L’ASSISTENTE DELLA STREGA

Le luci si erano spente da dieci minuti e Maddie continuava a sperare che si riaccendessero miracolosamente. Sotto di lei la nave scricchiolava e si torceva. Persino con la portafinestra del balcone chiusa, le urla provenienti dai ponti superiori filtravano all’interno.

Sentì il gemito di Xavier, poi il rumore gorgogliante mentre vomitava di nuovo. Gli aveva dato un po’ della sua dramamina, ma non era servita. A quanto pareva la Beautiful Dreamer l’aveva resa decisamente meno schizzinosa. Adesso nell’oscurità in cui qualsiasi cosa poteva celarsi in agguato (Lizzie Bean, magari?) aveva ben altro da temere che un possibile contagio.

La nave si abbassò di colpo, creandole un senso di vuoto allo stomaco. Aria, aria fresca, ecco cosa ci voleva. Si trascinò faticosamente fino alla portafinestra e uscì sul balcone, lanciandosi verso la ringhiera in cerca di sostegno. La pioggia le sferzò la faccia, l’oceano si gonfiò sotto di lei. E qualcos’altro. Luci. C’erano delle luci in mare. Aguzzò la vista, cercando di togliersi l’acqua dagli occhi. Barche, là fuori c’erano delle barche.

Si precipitò verso la portafinestra. «Xavier! Ci sono delle barche in mare. Sono qui!»

«Eh?»

«Ci sono delle barche in mare! Qualcuno sta venendo in nostro soccorso.»

Lo sentì gemere e barcollare verso la finestra. Con cautela, uscì anche lui sul balcone. L’oceano si sollevò, e adesso poté distinguere anche una sagoma triangolare – una specie di gommone? – prima che sparisse nel cavo di un’onda.

Xavier l’afferrò per una spalla. «Maddie, quelle non sono barche di soccorso. Sono scialuppe di salvataggio.»

Un brivido di terrore gelido. «Ma... non ho sentito il segnale di allarme!»
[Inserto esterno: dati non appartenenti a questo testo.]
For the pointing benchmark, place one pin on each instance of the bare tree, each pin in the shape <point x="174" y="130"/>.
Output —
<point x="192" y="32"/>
La prese per un polso. «Vieni.»

Barcollarono insieme verso la portafinestra, attraversarono la cabina e uscirono nel corridoio. L’unica luce era quella delle strisce di emergenza su pavimento e soffitto. Maddie si aggrappò alla parete mentre la nave beccheggiava di nuovo. Delle sagome si avvicinarono dal fondo del corridoio. La coppia fratello-sorella li superò, sorreggendosi a vicenda. «Dovete uscire di qui!» strillò loro la donna. «Oh, Gesù. Abbandonate la nave!»

Maddie andò a tempestare di colpi la porta di Helen ed Elise. «Helen! Helen!» Nessuna risposta.

«Andiamo», le urlò Xavier.

Si voltò verso di lui. «Dov’è il tuo punto di raccolta?»

«’Fanculo il punto di raccolta. Andiamo sul ponte principale, dove ci sono quelle stramaledette scialuppe.»

Reggendosi alle pareti, si spinsero oltre gli ascensori e attraverso l’atrio. La porta che dava sul ponte principale all’inizio sembrava non volersi aprire, premuta dal vento, ma per un attimo la pressione si allentò e Maddie si ritrovò catapultata dall’altra parte, rischiando quasi di cadere quando scivolò sul ponte bagnato.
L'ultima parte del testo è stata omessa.